Requiem do Silêncio

Data 12/11/2009 08:20:16 | Tópico: Poemas



Passa por mim o cortejo fúnebre, olho absorto, lânguido, magro na incerteza do ósculo que te darei. Há braços e mãos brancas, frias, ocultas pela mortalha. Descalço meus pés e beijo tua face obscurecida pelo véu que depositaram em teus olhos. Mergulho em recordações, vidas passadas em instantes, segundos crepusculares, rodados no ponteiro do relógio que não pára. A vida continua, dizem-me as beatas que te acompanham agora. Reduzi-me a cinzas na pira funerária e o séquito desfez-se em loucuras no mármore gelado. Acordei obsoleto e contei-te um segredo oculto.
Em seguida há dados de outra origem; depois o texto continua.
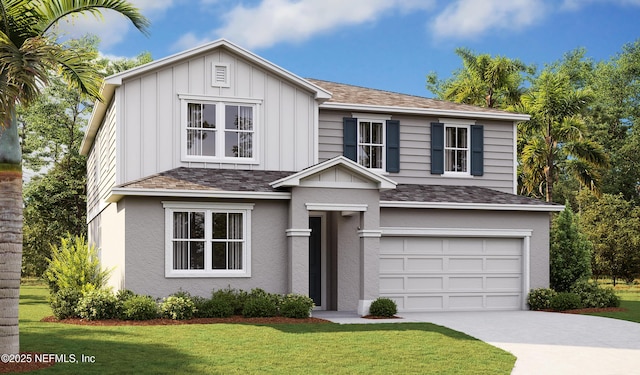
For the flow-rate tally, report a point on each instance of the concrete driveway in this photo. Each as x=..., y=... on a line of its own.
x=544, y=343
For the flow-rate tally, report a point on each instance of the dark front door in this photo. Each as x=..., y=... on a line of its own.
x=315, y=260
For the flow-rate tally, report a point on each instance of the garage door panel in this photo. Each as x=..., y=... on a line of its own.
x=437, y=273
x=466, y=283
x=506, y=283
x=422, y=284
x=504, y=264
x=388, y=265
x=424, y=264
x=465, y=264
x=464, y=246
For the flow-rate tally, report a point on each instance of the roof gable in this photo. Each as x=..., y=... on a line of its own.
x=336, y=172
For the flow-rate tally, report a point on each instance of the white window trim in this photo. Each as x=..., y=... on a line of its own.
x=457, y=123
x=185, y=99
x=367, y=117
x=208, y=208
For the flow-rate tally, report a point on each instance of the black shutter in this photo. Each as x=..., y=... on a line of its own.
x=437, y=148
x=477, y=150
x=393, y=146
x=350, y=138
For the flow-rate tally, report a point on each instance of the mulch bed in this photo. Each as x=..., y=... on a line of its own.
x=166, y=322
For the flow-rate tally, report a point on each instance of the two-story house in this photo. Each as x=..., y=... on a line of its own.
x=215, y=168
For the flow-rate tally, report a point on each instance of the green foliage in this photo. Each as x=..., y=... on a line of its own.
x=138, y=308
x=54, y=206
x=540, y=299
x=592, y=295
x=260, y=304
x=64, y=303
x=383, y=307
x=565, y=301
x=98, y=304
x=612, y=224
x=75, y=265
x=570, y=252
x=296, y=306
x=177, y=308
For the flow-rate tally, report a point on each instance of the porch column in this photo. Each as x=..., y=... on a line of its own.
x=369, y=260
x=298, y=244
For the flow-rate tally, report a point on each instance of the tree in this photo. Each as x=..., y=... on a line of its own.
x=492, y=82
x=612, y=224
x=570, y=252
x=55, y=205
x=555, y=139
x=28, y=52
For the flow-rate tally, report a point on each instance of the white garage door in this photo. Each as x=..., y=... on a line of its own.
x=435, y=273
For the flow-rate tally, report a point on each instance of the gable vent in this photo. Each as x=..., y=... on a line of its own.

Murmurei nos teus ouvidos palavras mansas, fechadas no baú do tempo, nas arcadas das ampulhetas tontas que contam, intermináveis, paradas e soturnas. Hoje não adulo folhas murchas, nem árvores caídas, devido aos vendavais lá fora, nem piso terras queimadas no verão, nem rosas manchadas pelo sangue devolvido nas veias tenras e nas gotículas das teias, crispadas de orvalho matinal. Falta-me a presença etérea do teu corpo mole e vadio, fugidio na noite má, recusada nos silêncios das areias nas marés da lua cheia. Saceio-me no ópio que se desfaz na vidraça da janela embaciada devido ao nosso hálito morno e no respirar inebriado em sons de silêncio nocturno.